How to situate cybersecurity within organizations, positionally and financially
This is mostly a question for higher education. It’s fascinating to note that while in the private/commercial sector, 80% of CISOs report to the CEO, in higher ed it is the rare CISO that doesn’t report to the CIO. I could talk about the problems with this, but fundamentally, the CIO manages a cost center. Cut your IT budget? Sure! Fewer services or less quality of service. But you can’t value engineer risk out of the equation. Managing risk (even under shrinking budgets) is a strategically different issue than managing IT. It’s sad, tbh, how often leaders start an assessment of their cyber posture by asking about compliance or controls. Start with budgets and reporting lines, the rest are minor elaborations.
Untrustworthiness of the Federal Government as a partner
I almost called this one ‘Living under a totalitarian state’. The Federal bureaucracy in general has or is collapsing, as is the rule of law. Obviously the government’s role as a nonpartisan service organization has been written out of the play. If we couple this with the deep penetration of adversarial assets into the intelligence and law enforcement agencies, as well as the destruction of the classified data protection machinery, I see two specific issues we should tackle5. First, much of modern cybersecurity is shaped by geo-politics. Though the large data brokers and tech firms provide a lot of valuable threat intelligence, the Federal government has remained a unique and important source for business and academia. The deep integration of nation state activities with criminal enterprises is undeniable (a nice discussion of the operational nuance to this is here). Yet with the US Government now allied (and possibly cooperating with) these hostile states, how do we address the need for this important and non-public threat intelligence? Second, how to prevent the penetration into systems and the theft of data by the US Government. Given the legal instruments available to the government what technologies can assist in protecting PII and private communications? Or more broadly, entire targeted groups?
Ontology of Questions
As I reflected on this list, I was naturally putting them into categories (sadly this is classically how I work: identify items, classify them second.)

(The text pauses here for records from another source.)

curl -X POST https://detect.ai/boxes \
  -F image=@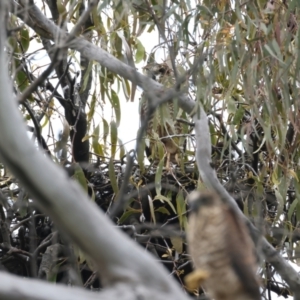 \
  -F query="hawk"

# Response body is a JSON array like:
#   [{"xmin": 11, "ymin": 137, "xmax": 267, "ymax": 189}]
[
  {"xmin": 140, "ymin": 63, "xmax": 185, "ymax": 168},
  {"xmin": 186, "ymin": 191, "xmax": 261, "ymax": 300}
]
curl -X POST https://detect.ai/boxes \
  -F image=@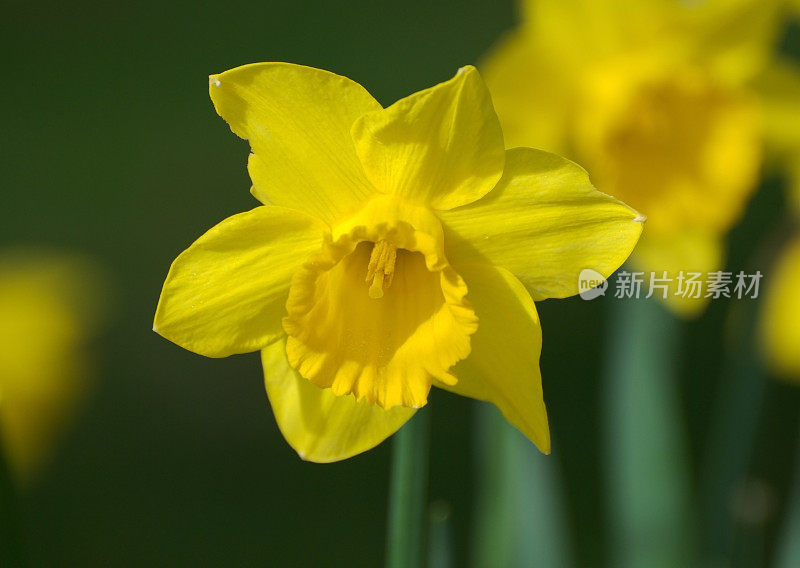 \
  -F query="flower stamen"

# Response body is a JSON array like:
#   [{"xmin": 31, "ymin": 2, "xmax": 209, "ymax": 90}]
[{"xmin": 365, "ymin": 239, "xmax": 397, "ymax": 300}]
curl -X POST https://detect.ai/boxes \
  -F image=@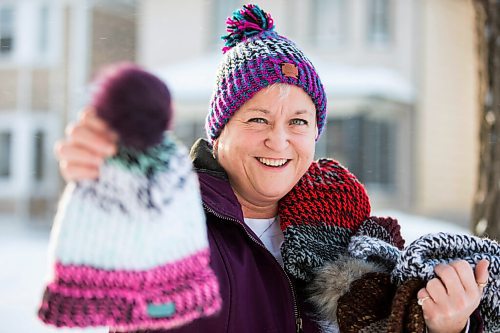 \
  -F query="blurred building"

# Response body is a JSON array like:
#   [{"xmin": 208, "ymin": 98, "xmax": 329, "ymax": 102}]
[
  {"xmin": 0, "ymin": 0, "xmax": 136, "ymax": 221},
  {"xmin": 137, "ymin": 0, "xmax": 478, "ymax": 224},
  {"xmin": 0, "ymin": 0, "xmax": 479, "ymax": 223}
]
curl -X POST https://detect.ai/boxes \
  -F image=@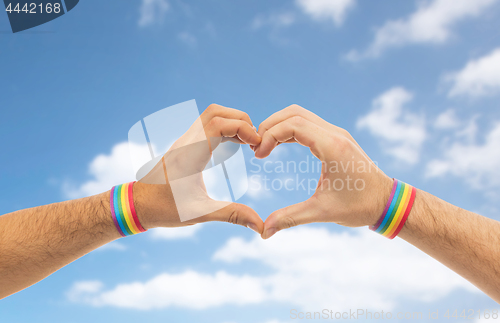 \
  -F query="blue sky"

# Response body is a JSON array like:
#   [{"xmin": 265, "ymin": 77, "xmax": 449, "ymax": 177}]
[{"xmin": 0, "ymin": 0, "xmax": 500, "ymax": 323}]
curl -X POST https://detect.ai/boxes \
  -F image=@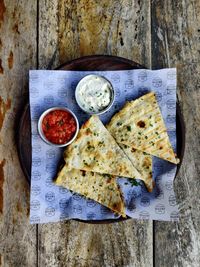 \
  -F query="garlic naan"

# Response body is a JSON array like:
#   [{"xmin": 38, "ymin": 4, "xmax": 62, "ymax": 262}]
[
  {"xmin": 54, "ymin": 165, "xmax": 126, "ymax": 217},
  {"xmin": 107, "ymin": 92, "xmax": 179, "ymax": 164},
  {"xmin": 64, "ymin": 115, "xmax": 141, "ymax": 179}
]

Technical & Engineering Challenges: Questions related to the inherent technical difficulties and limitations in building secure and trustworthy systems. Questions 3, 4, & 5.
Economic & Resource Questions: Questions that focus on the financial implications and resource allocation related to cybersecurity. Questions 2 & 7.
Trust & Governance Questions: Questions that address issues of trust in institutions, governance structures, and partnerships. Questions 1, 7, & 8.
Strategic & Philosophical Questions: Broader, more fundamental questions about the overall approach to cybersecurity, including philosophical outlooks and high-level strategic dilemmas. Questions 6, 7, and 8.
Organizational & Positional Questions: Questions relating to how cybersecurity is structured, managed, and positioned within organizations, both financially and structurally. Question 7.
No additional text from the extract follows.